Apple (NASDAQ:AAPL) fell over 4% today to $98.94 share. Is this the start of a new downtrend or is this a good buying opportunity?
Let's look at the charts.
The first is a longer term weekly chart:
The first thing to notice is that both the 50 period SMA and 200 period SMA are rising. This is bullish. Additionally, the 26 week EMA is rising, also bullish. RSI is in the overbought range, so a sell-off like today is not unexpected. MACD is decreasing, but still positive. All in all, this chart shows AAPL is in a clear uptrend. Support would be in the $96.50 range and also around $91 at the EMA.
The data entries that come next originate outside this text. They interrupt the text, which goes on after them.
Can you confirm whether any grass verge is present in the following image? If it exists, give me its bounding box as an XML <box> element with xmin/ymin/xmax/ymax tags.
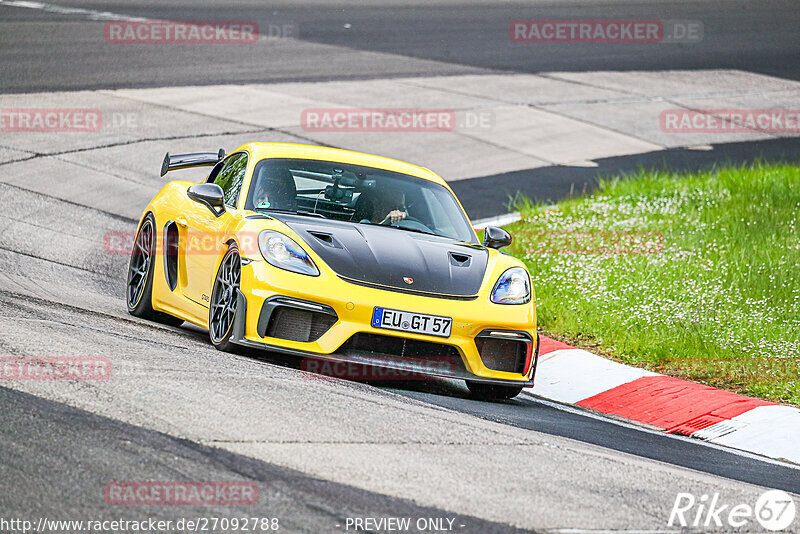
<box><xmin>506</xmin><ymin>164</ymin><xmax>800</xmax><ymax>405</ymax></box>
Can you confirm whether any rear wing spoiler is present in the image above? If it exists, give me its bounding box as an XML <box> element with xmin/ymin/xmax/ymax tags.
<box><xmin>161</xmin><ymin>148</ymin><xmax>225</xmax><ymax>176</ymax></box>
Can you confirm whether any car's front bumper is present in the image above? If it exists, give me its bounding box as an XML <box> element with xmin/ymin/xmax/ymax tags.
<box><xmin>231</xmin><ymin>261</ymin><xmax>538</xmax><ymax>387</ymax></box>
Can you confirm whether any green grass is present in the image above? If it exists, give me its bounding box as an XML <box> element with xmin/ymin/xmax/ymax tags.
<box><xmin>507</xmin><ymin>164</ymin><xmax>800</xmax><ymax>405</ymax></box>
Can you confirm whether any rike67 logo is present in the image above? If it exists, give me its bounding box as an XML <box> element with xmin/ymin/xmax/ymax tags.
<box><xmin>668</xmin><ymin>490</ymin><xmax>797</xmax><ymax>531</ymax></box>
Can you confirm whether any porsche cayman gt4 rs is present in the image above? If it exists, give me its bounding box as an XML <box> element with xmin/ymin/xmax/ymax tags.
<box><xmin>127</xmin><ymin>143</ymin><xmax>539</xmax><ymax>398</ymax></box>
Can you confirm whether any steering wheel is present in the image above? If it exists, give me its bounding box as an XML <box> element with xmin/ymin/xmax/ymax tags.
<box><xmin>383</xmin><ymin>212</ymin><xmax>434</xmax><ymax>234</ymax></box>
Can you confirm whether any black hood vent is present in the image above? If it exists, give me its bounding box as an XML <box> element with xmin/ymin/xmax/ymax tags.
<box><xmin>274</xmin><ymin>214</ymin><xmax>489</xmax><ymax>297</ymax></box>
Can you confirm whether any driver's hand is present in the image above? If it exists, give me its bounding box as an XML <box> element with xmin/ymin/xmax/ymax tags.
<box><xmin>381</xmin><ymin>210</ymin><xmax>407</xmax><ymax>224</ymax></box>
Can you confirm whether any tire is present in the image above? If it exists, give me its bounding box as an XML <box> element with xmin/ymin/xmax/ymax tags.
<box><xmin>466</xmin><ymin>380</ymin><xmax>522</xmax><ymax>401</ymax></box>
<box><xmin>125</xmin><ymin>213</ymin><xmax>183</xmax><ymax>326</ymax></box>
<box><xmin>208</xmin><ymin>244</ymin><xmax>242</xmax><ymax>352</ymax></box>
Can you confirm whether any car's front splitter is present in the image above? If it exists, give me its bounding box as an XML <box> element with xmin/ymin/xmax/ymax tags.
<box><xmin>230</xmin><ymin>290</ymin><xmax>538</xmax><ymax>387</ymax></box>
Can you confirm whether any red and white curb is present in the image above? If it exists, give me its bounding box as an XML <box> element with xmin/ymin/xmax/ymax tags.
<box><xmin>528</xmin><ymin>336</ymin><xmax>800</xmax><ymax>464</ymax></box>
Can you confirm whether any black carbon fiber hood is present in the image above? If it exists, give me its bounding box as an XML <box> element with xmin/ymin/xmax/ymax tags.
<box><xmin>270</xmin><ymin>213</ymin><xmax>489</xmax><ymax>297</ymax></box>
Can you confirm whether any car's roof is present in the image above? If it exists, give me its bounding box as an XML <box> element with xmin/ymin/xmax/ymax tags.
<box><xmin>234</xmin><ymin>142</ymin><xmax>447</xmax><ymax>186</ymax></box>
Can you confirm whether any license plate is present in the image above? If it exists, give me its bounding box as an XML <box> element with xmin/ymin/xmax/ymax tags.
<box><xmin>372</xmin><ymin>308</ymin><xmax>453</xmax><ymax>337</ymax></box>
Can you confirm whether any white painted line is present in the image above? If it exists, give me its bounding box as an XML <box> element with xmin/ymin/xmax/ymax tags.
<box><xmin>2</xmin><ymin>0</ymin><xmax>151</xmax><ymax>22</ymax></box>
<box><xmin>523</xmin><ymin>396</ymin><xmax>800</xmax><ymax>473</ymax></box>
<box><xmin>703</xmin><ymin>405</ymin><xmax>800</xmax><ymax>463</ymax></box>
<box><xmin>534</xmin><ymin>349</ymin><xmax>658</xmax><ymax>404</ymax></box>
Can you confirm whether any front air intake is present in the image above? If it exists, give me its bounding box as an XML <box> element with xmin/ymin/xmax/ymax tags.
<box><xmin>475</xmin><ymin>333</ymin><xmax>530</xmax><ymax>374</ymax></box>
<box><xmin>266</xmin><ymin>306</ymin><xmax>336</xmax><ymax>342</ymax></box>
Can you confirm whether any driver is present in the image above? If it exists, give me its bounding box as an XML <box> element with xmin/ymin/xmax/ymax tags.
<box><xmin>358</xmin><ymin>188</ymin><xmax>408</xmax><ymax>224</ymax></box>
<box><xmin>253</xmin><ymin>167</ymin><xmax>297</xmax><ymax>211</ymax></box>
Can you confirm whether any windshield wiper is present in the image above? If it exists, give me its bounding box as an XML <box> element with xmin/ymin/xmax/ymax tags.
<box><xmin>256</xmin><ymin>208</ymin><xmax>327</xmax><ymax>219</ymax></box>
<box><xmin>377</xmin><ymin>224</ymin><xmax>442</xmax><ymax>237</ymax></box>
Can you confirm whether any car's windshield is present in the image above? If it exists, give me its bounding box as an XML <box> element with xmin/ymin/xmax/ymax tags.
<box><xmin>245</xmin><ymin>158</ymin><xmax>476</xmax><ymax>243</ymax></box>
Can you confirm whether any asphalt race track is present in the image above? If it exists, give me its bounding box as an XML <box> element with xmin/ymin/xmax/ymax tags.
<box><xmin>0</xmin><ymin>0</ymin><xmax>800</xmax><ymax>533</ymax></box>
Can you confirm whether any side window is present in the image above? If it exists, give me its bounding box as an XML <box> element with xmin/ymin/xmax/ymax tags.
<box><xmin>214</xmin><ymin>152</ymin><xmax>247</xmax><ymax>208</ymax></box>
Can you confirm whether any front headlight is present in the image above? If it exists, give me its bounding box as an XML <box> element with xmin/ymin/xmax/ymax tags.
<box><xmin>258</xmin><ymin>230</ymin><xmax>319</xmax><ymax>276</ymax></box>
<box><xmin>492</xmin><ymin>267</ymin><xmax>531</xmax><ymax>304</ymax></box>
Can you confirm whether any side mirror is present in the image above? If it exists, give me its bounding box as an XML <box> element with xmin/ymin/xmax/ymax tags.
<box><xmin>186</xmin><ymin>183</ymin><xmax>225</xmax><ymax>217</ymax></box>
<box><xmin>483</xmin><ymin>226</ymin><xmax>511</xmax><ymax>249</ymax></box>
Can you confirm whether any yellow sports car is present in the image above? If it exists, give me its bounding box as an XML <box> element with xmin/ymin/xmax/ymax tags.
<box><xmin>127</xmin><ymin>143</ymin><xmax>539</xmax><ymax>399</ymax></box>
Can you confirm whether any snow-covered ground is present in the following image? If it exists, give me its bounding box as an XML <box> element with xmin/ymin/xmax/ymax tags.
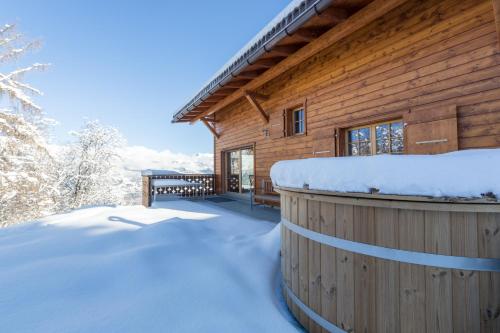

For the daily chart, it looks like this:
We still have a clear uptrend, above the 50 and 200 day moving averages, and right at the 22 day EMA. This normally is a good support level. Additionally, we are back to the trend line. RSI is no longer overbought and is still above 50, but decreasing. MACD is now negative.
If AAPL can hold the 22 day EMA and trendline and move higher, this may look to be a great entry point.
Fundamentally, AAPL is undervalued relative to it's peers on a trailing and forward p/e basis, but isn't growing quite as fast as some other tech names.
The new product unveil next week will be very interesting. If AAPL trades down into that event, it may prove to be a good entry point for an extremely strong company.
Disclosure: The author is long AAPL.
Additional disclosure: Disclosure: Kerry Prazak, CFP® is the owner and portfolio manager of East Lake Financial, LLC, a Registered Investment Adviser. Kerry Prazak, East Lake Financial, and/or its clients may hold positions in any ETFs, mutual funds, and/or any investment asset mentioned above. The comments above do not constitute individualized investment advice. The opinions offered here are not personalized recommendations to buy, sell or hold securities. Please do your own research. Thank you!